By the third night in hospital, he still wasn’t latching but I was determined. That night the enteral feeding nurse was working and she gave me so much support that night. She was helping me physically latch Troy and showed me different positions and ways to do this. By 5am, he latched and had a proper feed. I was absolutely thrilled and couldn’t thank the nurse enough. He continued to feed that morning and the little syringe pots and formula bottles were a thing of the past. 

By the third night in hospital, he still wasn’t latching but I was determined.

My husband came later that day and was so excited and happy that we were breastfeeding. Tto see and hear how proud he was of us meant the world to me. 

Once we left hospital I believed the hard part was behind us

We left hospital after 5 days and continued to breastfeed. I really did think the hard part was over but little did I know… 

From what people had told me, I thought the physical aspects of breastfeeding would be the hardest…. but I found the opposite. I never suffered from sore cracked nipples etc, but I found the hardest part was the mental side of breastfeeding. 

The majority of my friends and family did not breastfeed so I had so much information from people who actually didn’t know anything about it. I listened to opinions and myths which made it so difficult to know what to do. 

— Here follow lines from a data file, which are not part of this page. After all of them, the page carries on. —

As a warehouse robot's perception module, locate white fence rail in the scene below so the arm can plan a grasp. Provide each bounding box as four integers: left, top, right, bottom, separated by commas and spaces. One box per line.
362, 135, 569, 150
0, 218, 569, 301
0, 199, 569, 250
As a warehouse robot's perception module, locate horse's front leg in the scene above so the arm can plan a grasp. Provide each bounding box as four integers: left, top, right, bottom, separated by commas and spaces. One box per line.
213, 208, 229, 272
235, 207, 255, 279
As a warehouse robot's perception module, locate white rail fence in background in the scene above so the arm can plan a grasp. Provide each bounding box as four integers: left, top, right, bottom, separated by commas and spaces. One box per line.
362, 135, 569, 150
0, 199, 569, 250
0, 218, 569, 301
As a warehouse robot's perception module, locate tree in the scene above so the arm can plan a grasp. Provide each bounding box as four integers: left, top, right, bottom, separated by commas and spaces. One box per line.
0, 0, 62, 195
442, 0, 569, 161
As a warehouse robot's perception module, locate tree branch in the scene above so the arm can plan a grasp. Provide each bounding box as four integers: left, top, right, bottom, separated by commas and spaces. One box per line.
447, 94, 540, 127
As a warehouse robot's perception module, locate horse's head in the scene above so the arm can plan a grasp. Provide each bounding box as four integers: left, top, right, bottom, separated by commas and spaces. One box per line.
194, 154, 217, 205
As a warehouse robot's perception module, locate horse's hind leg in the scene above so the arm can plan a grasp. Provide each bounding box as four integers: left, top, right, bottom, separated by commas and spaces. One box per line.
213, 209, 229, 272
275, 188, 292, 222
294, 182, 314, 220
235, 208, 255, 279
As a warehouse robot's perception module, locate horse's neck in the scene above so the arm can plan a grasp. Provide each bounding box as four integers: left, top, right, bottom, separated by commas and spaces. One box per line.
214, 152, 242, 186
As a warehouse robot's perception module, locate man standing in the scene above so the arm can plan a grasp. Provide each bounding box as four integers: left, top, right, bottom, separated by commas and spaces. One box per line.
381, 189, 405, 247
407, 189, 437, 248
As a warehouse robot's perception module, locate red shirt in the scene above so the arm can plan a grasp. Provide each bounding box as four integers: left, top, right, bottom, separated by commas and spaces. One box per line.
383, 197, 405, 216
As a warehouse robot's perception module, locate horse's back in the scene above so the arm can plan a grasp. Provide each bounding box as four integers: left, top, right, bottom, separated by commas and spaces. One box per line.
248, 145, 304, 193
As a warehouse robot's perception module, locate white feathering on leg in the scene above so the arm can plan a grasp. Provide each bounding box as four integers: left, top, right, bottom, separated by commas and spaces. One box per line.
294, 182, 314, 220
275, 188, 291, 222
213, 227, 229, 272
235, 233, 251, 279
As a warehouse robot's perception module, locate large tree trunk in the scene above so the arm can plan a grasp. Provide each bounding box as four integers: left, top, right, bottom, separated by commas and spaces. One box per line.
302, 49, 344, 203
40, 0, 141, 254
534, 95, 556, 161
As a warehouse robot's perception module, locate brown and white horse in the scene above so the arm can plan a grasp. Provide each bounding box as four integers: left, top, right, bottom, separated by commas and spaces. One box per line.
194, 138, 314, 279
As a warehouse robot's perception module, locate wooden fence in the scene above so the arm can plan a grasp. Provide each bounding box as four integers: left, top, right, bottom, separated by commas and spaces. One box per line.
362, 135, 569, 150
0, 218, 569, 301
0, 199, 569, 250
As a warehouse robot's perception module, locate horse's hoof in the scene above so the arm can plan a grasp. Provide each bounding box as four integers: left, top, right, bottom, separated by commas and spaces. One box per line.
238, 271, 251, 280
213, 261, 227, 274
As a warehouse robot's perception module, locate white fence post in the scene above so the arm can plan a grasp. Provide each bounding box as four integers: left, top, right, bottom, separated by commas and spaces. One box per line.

The majority of my friends and family did not breastfeed so I had so much information from people who actually didn’t know anything about it.

I was constantly told to just ‘give him a bottle’

Everyone around me used to say ‘how many feeds does he have?’. This got in my head and I used to think that because bottle-fed babies have a set amount of bottles in a day and usually a set time for their bottles, that this should be the same for breastfeeding. So when Troy cried and I was thinking to myself ‘you can’t be hungry, I fed you 30 minutes ago’ when in actual fact, he was hungry and we was crying for milk. It was then I came to understand the demand and the fact there isn’t a routine when breastfeeding, you are literally on demand all the time. 

There were some days he just didn’t seem interested in breastfeeding, and I would ask again advice from friends and family and the answer would be ‘give him a bottle’ or ‘he is ready for a bottle’ … so off I went and bought formula. This went against every grain in my body but I doubted myself so did what others suggested.

Finally, I began to trust my instincts as a breastfeeding mother

I phoned my health visitor and they gave me the opposite advice to what I was getting from friends and family. They advised against giving my baby formula, telling me that frequent feeding happens, and to just go with my baby’s flow and not to worry. 

It was that advice that stuck with me – don’t listen to anyone else’s opinions and go with your baby’s flow. 

I just wish I knew what I know now, right at the very beginning of our journey. It baffles me that we are not taught about breastfeeding at school. The benefits of breastfeeding are just amazing and I cannot understand why this is not taught to us from an early age. Instead, we have to learn as we go once we have our baby. 

It baffles me that we are not taught about breastfeeding at school.

Troy and I have recently reached one year of breastfeeding and the learning continues even now! I thought Troy would maybe start to wean himself by this point and not be as interested in breastfeeding but that doesn’t seem to be the case at all. During the day he is mainly around nap time, and at nighttime he feeds once, maybe twice. There is no stopping us at the moment. 

I hope my story helps anyone currently doubting themselves or looking for some advice…trust you and your baby’s path because it is a unique one. 

Disclosure: This story is someone’s own personal account of their breastfeeding journey. The views and opinions expressed are those of the author and are not upheld in any way by Boobingit.